De dagen erna werden wederom gevuld met patrouilles. Er sneuvelden veel koeien door boobytraps en Duitse mortieren "dus we zullen wel weer meer steaks eten in de nabije toekomst". A Company sloeg op een gegeven moment alarm omdat ze een Duitse patrouille zagen. Het bleken slechts twee Polen in Duitse dienst te zijn die een gat in een mijnenveld aan het maken waren. A Company werd al snel weggezet als zenuwachtig, maar reageerde met "beter zenuwachtig dan dood".[43] Op 25 juni zat men nog steeds op dezelfde plek. A Company meldde dat ze van koeien zijn veranderd en dat deze meer en betere melk gaven. Voor de North Novas startten op 26 juni de voorbereidingen voor operatie Aberlour. Het zou een gezamelijke operatie worden van de Britse 9th Infantry Brigade en de Canadese 9th Infantry Brigade. Uiteindelijk werd deze operatie op 28 juni afgeblazen en bleef het verder rustig.[44] De North Novas lagen aan het eind van de maand nog steeds in Les Buissons.[45]
Op 4 juli begon operatie Windsor met als doel de verovering van het Carpiquet vliegveld. Deze operatie werd uitgevoerd door de Canadese 8th Infantry Brigade. Een deel van het vliegveld zou echter ook na deze operatie in Duitse handen blijven. De operatie was de opmars naar de uiteindelijke verovering van Caen, die werd gepland met operatie Charnwood.[46]
Op 7 juli kregen de North Novas hun aandeel in deze operatie te horen. Het doel was om Authie te veroveren. D Company zou de directe weg (de huidige D220) naar Authie volgen, met op haar rechterflank B Company en A Company op links. C Company werd in reserve gehouden en zou uiteindelijk naar Franqueville gestuurd worden. De aanval zou de volgende dag starten.

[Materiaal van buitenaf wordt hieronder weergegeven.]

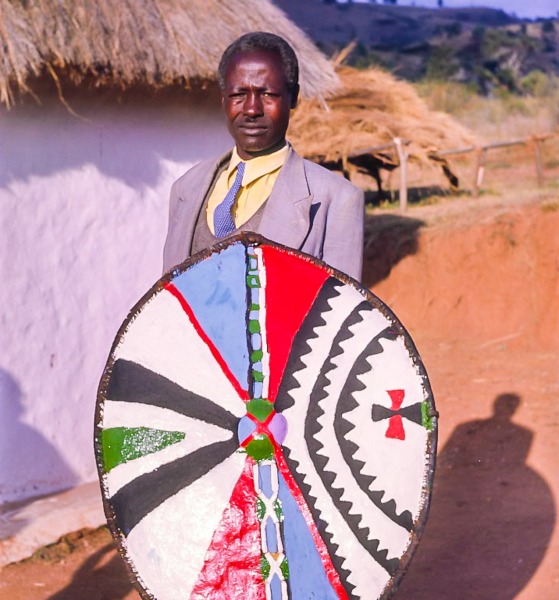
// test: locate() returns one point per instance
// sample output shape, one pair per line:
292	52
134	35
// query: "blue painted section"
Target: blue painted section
271	538
265	480
257	389
215	289
245	428
307	578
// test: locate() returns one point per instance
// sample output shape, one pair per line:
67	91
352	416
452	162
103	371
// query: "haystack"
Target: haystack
154	42
371	108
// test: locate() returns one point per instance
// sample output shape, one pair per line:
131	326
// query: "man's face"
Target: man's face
257	102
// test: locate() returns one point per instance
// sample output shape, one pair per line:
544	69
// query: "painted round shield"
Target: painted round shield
265	429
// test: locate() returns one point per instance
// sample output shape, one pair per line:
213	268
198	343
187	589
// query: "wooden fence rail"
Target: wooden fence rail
398	145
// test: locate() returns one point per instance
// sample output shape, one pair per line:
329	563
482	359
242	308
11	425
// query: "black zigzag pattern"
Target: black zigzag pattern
300	347
336	558
313	427
342	427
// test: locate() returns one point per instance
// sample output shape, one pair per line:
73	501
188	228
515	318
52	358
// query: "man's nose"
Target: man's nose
253	105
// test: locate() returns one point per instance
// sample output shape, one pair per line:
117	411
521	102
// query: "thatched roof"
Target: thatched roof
371	108
126	42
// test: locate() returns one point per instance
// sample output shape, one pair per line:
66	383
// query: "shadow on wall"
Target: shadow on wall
125	135
24	449
491	517
98	577
388	239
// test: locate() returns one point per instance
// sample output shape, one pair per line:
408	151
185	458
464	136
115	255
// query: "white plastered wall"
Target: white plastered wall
83	217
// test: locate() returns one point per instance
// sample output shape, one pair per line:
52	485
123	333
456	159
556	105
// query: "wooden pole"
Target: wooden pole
538	156
402	160
479	170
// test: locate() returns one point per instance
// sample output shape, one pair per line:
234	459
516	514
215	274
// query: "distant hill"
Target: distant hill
482	45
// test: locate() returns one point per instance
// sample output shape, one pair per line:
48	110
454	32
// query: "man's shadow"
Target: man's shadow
94	579
26	457
491	516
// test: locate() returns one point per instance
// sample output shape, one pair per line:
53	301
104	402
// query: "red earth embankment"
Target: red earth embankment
488	276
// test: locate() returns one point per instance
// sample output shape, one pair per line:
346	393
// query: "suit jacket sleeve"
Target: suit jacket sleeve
343	238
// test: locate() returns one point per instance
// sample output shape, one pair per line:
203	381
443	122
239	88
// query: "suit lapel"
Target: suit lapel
286	217
197	200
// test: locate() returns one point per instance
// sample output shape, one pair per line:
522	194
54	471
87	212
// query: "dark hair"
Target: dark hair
261	40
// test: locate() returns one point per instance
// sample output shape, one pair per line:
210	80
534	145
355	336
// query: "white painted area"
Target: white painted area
168	547
163	339
408	459
83	217
123	414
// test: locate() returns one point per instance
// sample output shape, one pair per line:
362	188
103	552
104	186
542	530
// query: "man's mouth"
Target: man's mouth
252	129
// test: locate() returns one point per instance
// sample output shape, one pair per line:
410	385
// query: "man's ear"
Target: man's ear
294	96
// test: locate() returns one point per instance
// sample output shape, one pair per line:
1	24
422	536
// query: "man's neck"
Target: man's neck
250	155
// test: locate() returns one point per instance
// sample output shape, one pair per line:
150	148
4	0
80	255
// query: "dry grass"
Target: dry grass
372	108
153	42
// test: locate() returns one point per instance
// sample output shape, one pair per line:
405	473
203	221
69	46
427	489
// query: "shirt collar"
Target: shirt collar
258	166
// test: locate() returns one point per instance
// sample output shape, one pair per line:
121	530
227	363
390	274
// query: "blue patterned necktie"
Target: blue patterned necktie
223	221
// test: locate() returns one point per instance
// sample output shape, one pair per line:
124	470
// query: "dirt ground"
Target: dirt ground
476	282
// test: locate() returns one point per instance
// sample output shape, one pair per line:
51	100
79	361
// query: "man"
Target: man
263	185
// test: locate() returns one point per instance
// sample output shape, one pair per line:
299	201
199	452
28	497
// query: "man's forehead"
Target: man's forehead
252	55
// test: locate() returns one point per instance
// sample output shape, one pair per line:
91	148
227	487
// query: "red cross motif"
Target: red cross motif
395	426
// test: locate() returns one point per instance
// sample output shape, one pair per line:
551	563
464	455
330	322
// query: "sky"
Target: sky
522	8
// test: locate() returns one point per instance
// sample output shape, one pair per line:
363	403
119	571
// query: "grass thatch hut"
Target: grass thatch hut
83	196
355	128
158	43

Operatie Charnwood begon op 8 juli. Buron moest eerst veroverd worden voordat de North Novas op konden rukken naar Authie. Deze taak werd uitgevoerd door de Highland Light Infantry, ook onderdeel van het Canadese 9th Infantry Brigade. Gruchy werd tegelijkertijd met Buron veroverd door de Stormont, Dundas and Glengarry Highlanders. Nadat beide dorpen waren bezet, rukten de North Novas rond 10:45 uur[47] naar Authie op. Het verzamelpunt voor de aanval was een boomgaard ten zuiden van Buron. Hier kwamen de North Novas al onder zwaar mortier en artillerievuur te liggen. Major Gray overleed in deze boomgaard op 24 jarige leeftijd.[48] Captain Sutherland nam de leiding over de compagnie over. Rond 15:30 uur[49] wisten de North Novas Authie in handen te krijgen. De volgende dag zou het bataljon Caen in trekken.[50]
Major Errol Stewart Gray ligt begraven op de Canadese Oorlogsbegraafplaats bij Bény-sur-Mer.